Si l'aménagement de la VéloRoute Nationale 1 est estimé à 30 millions d'euros, la facture totale du projet dans son ensemble est encore à l'étude. « Ce chiffre est encore à affiner », ne cache pas Karim Lahiani. Ce dernier a néanmoins déjà identifié une centaine de millions d'euros pour le démarrer. Tout d'abord, 24 millions d'euros pourraient venir de la réaffectation de financements locaux prévus sur l'A69, une cinquantaine de millions pourraient venir de politiques publiques déjà existantes (France 2030, Plan Vélo, Biodiversité 2030, de programmes divers et variés du conseil régional d'Occitanie, de l'Europe et certains ministères français, etc.) et 26 pourraient provenir de « nouveaux financements locaux ».

Selon la feuille de route de l'urbaniste et de l'association « La Voix Est Libre », l'ensemble du projet pourra être porté par une société d'économie mixte (SEM) détenue à 85% par les collectivités locales et chacun des sept projets structurants le long de la RN 126 pourront être portés par des sociétés coopératives d'intérêt collectif (SCIC).
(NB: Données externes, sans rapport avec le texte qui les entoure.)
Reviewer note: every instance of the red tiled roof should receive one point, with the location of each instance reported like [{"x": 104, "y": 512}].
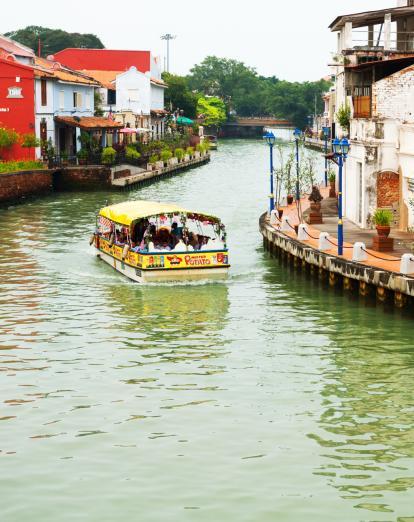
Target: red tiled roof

« Nous tendons la main aux collectivités publiques (...) Nous avons une alternative 1.000 fois plus crédible que ce projet d'autoroute Toulouse-Castres et nous offrons là l'occasion à Clément Beaune (le ministre des Transports, ndlr) de faire un coup politique en adéquation avec l'avenir », estime Karim Lahiani.

Le membre du gouvernement a pourtant répété à plusieurs reprises avant l'été que cette autoroute sortira bien de terre, tout en précisant avoir demandé « quelques aménagements » sur le plan environnemental à Atosca. Cette position est en partie justifiée par le fait que casser le contrat de concession autoroutière signé entre les deux parties obligerait l'État à indemniser à hauteur de plusieurs dizaines de millions d'euros le détenteur du marché.

Quant à Atosca, la société se dit « déterminée à poursuivre le dialogue avec les parties prenantes, notamment dans le cadre du Comité de suivi des mesures compensatoires. Cette concertation réunissant l'État, les collectivités, les syndicats de bassin et des associations de protection de la nature, se déroule pendant toute la durée du chantier puis se poursuivra après la mise en service de l'infrastructure ». L'entreprise prévoit une mise en service de l'autoroute Toulouse-Castres en 2025.